Tag Archives: #adversity

There Is Always A New Beginning

And… lockdown continues… Yesterday’s election results in the US were an unexpected boost. I was so happy to see democracy in action. People voting and making their voices and needs heard. So now, hopefully, finally, one of the largest countries on Earth won’t be governed by a raving narcissist anymore. I am usually not voicing my opinions on politics much. And, honestly, I don’t want to give a monster like Trump any space in my head… because we created him. We gave him way too much space in our collective heads as well as in all the media, even though he doesn’t deserve a second of our attention.

On a personal level, lockdown is proving hard for me yet again.
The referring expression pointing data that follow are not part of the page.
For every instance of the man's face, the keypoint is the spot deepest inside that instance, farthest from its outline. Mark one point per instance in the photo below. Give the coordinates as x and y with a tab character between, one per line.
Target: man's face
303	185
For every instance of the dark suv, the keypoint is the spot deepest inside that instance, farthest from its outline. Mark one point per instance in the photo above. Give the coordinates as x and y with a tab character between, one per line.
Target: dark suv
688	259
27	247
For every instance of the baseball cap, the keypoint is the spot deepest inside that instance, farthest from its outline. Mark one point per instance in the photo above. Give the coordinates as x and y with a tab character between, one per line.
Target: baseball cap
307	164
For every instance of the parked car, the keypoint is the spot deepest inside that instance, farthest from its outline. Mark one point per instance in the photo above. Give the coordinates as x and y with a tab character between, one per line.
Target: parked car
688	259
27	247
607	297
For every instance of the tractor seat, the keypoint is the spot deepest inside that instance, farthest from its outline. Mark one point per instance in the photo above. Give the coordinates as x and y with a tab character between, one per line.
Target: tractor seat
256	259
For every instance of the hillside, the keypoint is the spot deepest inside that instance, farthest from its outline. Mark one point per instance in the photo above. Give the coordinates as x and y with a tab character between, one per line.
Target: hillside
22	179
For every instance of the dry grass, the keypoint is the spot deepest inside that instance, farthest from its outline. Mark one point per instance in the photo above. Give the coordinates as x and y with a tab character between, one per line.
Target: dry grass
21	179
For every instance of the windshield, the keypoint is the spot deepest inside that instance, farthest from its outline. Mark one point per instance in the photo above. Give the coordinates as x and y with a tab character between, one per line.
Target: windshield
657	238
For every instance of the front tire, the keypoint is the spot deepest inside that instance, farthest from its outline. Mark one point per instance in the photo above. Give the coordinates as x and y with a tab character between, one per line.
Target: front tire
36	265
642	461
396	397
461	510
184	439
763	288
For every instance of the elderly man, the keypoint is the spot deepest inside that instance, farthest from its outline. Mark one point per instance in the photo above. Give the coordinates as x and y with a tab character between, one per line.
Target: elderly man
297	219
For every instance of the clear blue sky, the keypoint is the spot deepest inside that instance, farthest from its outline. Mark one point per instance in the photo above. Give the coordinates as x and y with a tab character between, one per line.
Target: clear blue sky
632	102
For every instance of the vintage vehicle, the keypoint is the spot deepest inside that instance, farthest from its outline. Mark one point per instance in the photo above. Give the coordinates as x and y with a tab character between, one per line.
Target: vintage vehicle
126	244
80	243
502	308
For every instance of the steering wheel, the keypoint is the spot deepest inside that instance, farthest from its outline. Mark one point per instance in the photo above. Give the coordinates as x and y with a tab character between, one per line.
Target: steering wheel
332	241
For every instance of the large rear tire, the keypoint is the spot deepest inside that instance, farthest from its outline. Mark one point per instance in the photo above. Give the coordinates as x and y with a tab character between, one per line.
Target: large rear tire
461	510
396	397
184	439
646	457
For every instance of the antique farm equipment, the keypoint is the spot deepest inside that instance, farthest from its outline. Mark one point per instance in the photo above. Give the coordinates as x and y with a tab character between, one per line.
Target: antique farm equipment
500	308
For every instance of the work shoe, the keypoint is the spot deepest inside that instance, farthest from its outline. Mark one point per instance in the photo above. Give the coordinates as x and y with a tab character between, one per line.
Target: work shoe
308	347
I have too much time on my own again. I am alone with too much pain again. And, as I try to process an accumulation of trauma, I need to stay alert so as not to be consumed by it. As I work through it all, I realize I have spent way too much time throughout my life smiling, taking care of others, being the strong one, and being ok, whilst inside of me turmoil was raging.
In order to overcome, I need to have the courage to be vulnerable. I need to allow myself to have needs, too. And there has to be the honest admission: Yes, I can function. Yes, I am strong enough to weather through it all. But, no, I’m not ok. I will be some day. But, right at this moment, I’m not ok.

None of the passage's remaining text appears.